The value attached to the social construct of family and marital union in Kenya has discouraged divorce and allowed for stigma towards divorced parties. Based on this, many women in Kenya tolerate abusive and dysfunctional marriages to avoid the societal perception and burden that comes with divorce. Kenya has a divorce legal framework that respects common law, customary law and Islamic law. Legal recognition of marriage is the key to obtaining rights to property and maintenance during and after marriage. Divorce registration law, when considered on its own, reveals fewer gendered consequences. However, gendered effects are laid bare by the discrimination evident in the difference in available grounds for divorce for men and women; these include the required minimum length of marriage instituted before a divorce may be initiated and the difficulty accessing courts to pursue a formal divorce decree and exercise legally protected rights to property and maintenance—the social and legal effects of divorce highlight the gendered biases and challenges of divorce in Kenya.

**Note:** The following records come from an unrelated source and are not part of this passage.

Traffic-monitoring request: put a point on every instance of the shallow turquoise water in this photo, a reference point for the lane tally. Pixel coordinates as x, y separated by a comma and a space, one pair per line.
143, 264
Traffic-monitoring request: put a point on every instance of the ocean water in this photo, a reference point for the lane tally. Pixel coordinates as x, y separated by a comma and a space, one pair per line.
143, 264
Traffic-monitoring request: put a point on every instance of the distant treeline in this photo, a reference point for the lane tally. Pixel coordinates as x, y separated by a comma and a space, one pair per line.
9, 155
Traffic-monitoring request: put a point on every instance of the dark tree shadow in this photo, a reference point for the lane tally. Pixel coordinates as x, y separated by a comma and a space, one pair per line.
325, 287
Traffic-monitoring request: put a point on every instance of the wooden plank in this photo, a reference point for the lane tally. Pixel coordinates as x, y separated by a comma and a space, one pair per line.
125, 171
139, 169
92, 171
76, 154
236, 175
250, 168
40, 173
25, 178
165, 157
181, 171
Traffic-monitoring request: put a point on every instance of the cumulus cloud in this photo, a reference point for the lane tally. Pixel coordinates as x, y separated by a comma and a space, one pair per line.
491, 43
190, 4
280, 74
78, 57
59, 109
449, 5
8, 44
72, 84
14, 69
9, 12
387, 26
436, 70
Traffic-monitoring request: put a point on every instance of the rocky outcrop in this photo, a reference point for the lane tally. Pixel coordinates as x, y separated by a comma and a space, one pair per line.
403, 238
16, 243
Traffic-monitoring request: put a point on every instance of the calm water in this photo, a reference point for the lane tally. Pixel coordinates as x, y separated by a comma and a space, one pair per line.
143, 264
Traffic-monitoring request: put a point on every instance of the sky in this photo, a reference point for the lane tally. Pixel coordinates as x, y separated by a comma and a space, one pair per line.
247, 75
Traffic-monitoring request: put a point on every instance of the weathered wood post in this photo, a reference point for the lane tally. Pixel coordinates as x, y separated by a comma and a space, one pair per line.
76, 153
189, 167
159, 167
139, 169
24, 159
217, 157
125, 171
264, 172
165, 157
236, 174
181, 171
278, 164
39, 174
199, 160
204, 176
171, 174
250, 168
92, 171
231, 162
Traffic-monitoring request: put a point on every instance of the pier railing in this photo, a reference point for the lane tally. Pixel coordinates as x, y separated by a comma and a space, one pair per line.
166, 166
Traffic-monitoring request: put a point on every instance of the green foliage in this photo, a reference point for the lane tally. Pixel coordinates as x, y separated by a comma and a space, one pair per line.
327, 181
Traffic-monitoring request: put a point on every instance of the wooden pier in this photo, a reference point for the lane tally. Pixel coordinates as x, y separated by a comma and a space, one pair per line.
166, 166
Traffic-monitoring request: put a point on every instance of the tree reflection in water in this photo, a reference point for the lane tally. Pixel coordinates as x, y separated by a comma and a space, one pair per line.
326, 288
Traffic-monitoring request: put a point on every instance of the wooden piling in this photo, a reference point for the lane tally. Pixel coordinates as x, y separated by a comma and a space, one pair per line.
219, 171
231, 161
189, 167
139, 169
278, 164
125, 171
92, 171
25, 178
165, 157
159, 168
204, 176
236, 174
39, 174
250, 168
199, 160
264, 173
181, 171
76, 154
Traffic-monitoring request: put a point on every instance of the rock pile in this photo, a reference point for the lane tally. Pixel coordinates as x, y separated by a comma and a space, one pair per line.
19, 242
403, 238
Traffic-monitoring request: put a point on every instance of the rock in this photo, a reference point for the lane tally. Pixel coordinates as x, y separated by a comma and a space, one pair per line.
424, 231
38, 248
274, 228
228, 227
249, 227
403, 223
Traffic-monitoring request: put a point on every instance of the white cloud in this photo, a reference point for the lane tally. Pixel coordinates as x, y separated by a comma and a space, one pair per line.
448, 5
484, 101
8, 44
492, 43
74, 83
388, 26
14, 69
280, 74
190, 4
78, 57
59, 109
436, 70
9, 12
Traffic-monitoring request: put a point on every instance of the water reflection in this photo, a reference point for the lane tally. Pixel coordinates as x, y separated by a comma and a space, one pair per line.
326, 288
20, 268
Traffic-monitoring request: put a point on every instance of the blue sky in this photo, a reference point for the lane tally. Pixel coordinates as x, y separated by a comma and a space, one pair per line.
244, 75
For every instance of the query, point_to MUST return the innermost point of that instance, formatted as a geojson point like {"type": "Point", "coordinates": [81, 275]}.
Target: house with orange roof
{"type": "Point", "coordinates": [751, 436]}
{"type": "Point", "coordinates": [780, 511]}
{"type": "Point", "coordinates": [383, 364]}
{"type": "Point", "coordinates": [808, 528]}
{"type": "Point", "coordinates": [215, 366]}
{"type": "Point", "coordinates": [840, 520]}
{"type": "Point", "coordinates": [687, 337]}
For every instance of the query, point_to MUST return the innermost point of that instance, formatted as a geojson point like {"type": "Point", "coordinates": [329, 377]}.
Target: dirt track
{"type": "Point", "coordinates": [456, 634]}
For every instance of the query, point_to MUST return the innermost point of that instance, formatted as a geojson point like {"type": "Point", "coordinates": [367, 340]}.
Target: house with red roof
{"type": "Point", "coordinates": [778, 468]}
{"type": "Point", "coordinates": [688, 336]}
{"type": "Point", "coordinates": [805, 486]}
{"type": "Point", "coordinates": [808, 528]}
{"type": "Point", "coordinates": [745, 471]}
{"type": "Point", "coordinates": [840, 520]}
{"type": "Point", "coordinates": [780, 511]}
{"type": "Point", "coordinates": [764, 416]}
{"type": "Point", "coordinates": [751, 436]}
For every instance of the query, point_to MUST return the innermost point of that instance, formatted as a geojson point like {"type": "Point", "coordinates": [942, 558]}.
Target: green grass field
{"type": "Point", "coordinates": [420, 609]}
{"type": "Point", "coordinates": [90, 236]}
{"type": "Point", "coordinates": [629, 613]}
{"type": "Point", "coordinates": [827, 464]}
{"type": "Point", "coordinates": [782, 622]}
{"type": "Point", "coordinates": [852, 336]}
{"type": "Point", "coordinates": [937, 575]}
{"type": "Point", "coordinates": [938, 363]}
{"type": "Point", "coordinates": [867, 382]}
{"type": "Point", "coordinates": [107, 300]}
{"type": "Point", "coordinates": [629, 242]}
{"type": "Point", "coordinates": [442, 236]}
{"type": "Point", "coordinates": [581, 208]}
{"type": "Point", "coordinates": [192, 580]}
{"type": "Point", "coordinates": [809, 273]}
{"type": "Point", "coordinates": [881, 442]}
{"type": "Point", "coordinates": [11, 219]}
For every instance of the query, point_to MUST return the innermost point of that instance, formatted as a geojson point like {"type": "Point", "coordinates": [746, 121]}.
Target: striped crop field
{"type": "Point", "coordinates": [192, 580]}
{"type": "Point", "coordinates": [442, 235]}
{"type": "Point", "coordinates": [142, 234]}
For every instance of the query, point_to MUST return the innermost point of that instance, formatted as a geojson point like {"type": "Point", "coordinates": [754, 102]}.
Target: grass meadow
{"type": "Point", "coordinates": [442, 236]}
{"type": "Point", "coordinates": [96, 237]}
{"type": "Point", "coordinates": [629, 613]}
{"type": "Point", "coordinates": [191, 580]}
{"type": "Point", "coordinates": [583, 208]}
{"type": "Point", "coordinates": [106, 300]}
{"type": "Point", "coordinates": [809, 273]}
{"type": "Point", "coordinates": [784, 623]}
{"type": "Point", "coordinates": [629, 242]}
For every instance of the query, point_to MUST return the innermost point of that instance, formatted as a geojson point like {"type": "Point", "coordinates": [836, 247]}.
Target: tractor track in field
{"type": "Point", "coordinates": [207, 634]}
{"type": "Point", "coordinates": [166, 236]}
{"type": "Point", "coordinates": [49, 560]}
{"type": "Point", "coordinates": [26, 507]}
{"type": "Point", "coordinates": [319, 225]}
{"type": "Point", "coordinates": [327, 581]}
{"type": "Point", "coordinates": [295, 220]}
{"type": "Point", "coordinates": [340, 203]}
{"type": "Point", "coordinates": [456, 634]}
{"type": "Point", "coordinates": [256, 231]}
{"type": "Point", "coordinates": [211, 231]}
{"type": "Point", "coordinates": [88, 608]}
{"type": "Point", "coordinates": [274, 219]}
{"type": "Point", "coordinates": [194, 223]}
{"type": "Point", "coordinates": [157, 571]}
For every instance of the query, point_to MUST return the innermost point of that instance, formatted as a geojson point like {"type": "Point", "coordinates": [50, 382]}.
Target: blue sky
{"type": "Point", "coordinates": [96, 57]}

In divorce, a woman’s position systematically differs from a man’s position. Although there has been a large-scale increase in mothers’ participation in the labour force, there has been no corresponding increase in fathers’ domestic contributions. Women continue to bear the overwhelming responsibility for child-rearing. Because of this gendered division of labour within the family, women who are divorced, on average, face bleak financial prospects. Some of these women experience minimal child support and assets cut down the middle, which for most women means the sale of investments and a move to a smaller home or a return to their parental homes.

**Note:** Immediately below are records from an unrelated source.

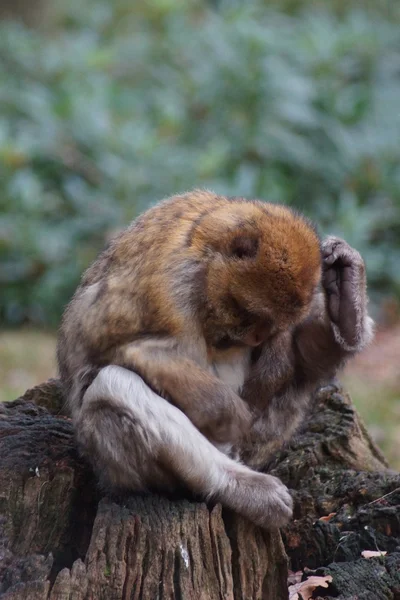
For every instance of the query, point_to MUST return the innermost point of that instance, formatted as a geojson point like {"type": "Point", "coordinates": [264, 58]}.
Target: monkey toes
{"type": "Point", "coordinates": [263, 499]}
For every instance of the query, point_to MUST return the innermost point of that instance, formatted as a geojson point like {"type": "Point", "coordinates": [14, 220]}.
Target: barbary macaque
{"type": "Point", "coordinates": [191, 348]}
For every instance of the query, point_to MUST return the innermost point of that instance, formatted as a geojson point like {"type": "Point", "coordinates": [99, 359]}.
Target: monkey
{"type": "Point", "coordinates": [190, 349]}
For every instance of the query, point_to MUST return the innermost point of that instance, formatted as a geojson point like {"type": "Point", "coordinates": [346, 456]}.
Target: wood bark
{"type": "Point", "coordinates": [62, 539]}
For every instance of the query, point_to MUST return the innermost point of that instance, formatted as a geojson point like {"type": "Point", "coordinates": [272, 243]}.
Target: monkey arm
{"type": "Point", "coordinates": [212, 406]}
{"type": "Point", "coordinates": [339, 325]}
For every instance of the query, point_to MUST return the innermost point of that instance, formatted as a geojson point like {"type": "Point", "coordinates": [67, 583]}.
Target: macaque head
{"type": "Point", "coordinates": [263, 267]}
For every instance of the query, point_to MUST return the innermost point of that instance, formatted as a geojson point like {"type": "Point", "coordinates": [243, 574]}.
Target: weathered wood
{"type": "Point", "coordinates": [61, 540]}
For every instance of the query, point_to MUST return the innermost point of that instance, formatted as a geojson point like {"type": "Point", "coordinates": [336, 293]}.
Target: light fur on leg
{"type": "Point", "coordinates": [136, 439]}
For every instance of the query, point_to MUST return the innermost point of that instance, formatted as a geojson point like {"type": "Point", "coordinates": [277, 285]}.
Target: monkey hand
{"type": "Point", "coordinates": [344, 281]}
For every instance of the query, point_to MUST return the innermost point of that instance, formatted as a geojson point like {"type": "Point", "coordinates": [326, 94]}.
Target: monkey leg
{"type": "Point", "coordinates": [137, 440]}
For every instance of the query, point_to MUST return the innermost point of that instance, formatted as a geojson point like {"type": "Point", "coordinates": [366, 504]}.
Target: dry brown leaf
{"type": "Point", "coordinates": [294, 577]}
{"type": "Point", "coordinates": [306, 588]}
{"type": "Point", "coordinates": [327, 517]}
{"type": "Point", "coordinates": [372, 553]}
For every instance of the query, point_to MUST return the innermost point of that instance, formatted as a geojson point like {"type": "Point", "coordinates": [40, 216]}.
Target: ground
{"type": "Point", "coordinates": [27, 357]}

Existing divorce law, administered in systematically patriarchal and biased ways, emphasizes each party’s self-sufficiency and gender-focused custody principles. Women, therefore, are usually at a disadvantage as they bear most of the domestic responsibilities, and this is with the assumption that the man will assume financial responsibility. When he does not, the women, especially working women, who usually end up with the significant brunt of child-rearing, learn quickly that single parenting is simply survival. Their income alone could not support their own lives, let alone the children for whom they inevitably became responsible.

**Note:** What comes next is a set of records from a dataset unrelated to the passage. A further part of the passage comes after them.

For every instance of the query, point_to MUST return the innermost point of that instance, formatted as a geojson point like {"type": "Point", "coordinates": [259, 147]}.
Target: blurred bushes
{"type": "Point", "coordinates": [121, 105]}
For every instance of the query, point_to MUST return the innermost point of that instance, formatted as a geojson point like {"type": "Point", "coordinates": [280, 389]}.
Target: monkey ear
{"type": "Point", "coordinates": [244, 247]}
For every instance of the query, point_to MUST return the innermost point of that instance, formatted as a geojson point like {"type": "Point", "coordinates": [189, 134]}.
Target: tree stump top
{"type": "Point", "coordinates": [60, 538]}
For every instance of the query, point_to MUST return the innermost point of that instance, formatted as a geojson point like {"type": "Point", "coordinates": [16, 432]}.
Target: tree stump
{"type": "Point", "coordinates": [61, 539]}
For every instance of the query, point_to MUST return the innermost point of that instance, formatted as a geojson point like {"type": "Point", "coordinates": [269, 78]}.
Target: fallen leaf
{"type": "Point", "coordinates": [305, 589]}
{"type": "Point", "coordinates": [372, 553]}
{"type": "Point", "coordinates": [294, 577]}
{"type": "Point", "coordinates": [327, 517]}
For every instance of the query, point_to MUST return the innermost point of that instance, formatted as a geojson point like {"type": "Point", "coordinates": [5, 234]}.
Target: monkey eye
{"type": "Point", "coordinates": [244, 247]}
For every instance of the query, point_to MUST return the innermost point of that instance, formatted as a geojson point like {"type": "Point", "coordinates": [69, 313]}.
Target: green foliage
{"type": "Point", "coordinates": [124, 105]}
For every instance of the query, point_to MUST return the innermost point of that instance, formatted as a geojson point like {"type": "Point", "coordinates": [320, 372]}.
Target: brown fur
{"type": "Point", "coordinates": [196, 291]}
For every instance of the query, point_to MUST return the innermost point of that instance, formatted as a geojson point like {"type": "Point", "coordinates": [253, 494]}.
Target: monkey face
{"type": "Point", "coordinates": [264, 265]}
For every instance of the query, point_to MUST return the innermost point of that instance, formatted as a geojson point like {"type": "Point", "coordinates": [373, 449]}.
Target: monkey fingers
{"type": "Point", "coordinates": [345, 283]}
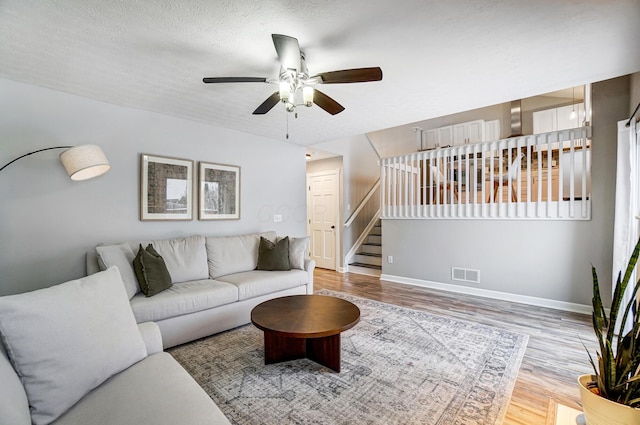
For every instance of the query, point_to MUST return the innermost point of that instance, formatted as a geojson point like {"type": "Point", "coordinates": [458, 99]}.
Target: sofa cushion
{"type": "Point", "coordinates": [233, 254]}
{"type": "Point", "coordinates": [297, 251]}
{"type": "Point", "coordinates": [156, 390]}
{"type": "Point", "coordinates": [258, 282]}
{"type": "Point", "coordinates": [151, 271]}
{"type": "Point", "coordinates": [65, 340]}
{"type": "Point", "coordinates": [13, 400]}
{"type": "Point", "coordinates": [121, 256]}
{"type": "Point", "coordinates": [186, 258]}
{"type": "Point", "coordinates": [273, 256]}
{"type": "Point", "coordinates": [183, 298]}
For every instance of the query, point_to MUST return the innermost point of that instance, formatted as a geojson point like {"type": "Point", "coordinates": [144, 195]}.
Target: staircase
{"type": "Point", "coordinates": [368, 259]}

Who then should bear the parental responsibility? Mother or Father? For many divorced family situations, mothers have custody over their children. How does this affect the mother or her children? We get to hear from these women about the fun dad, or the weekend dad who takes responsibility for the children every so often, who organizes fun trips, allows them to eat contraband that they are not allowed to have during the week but leaves the bulk of the responsibility for child-rearing to the mother.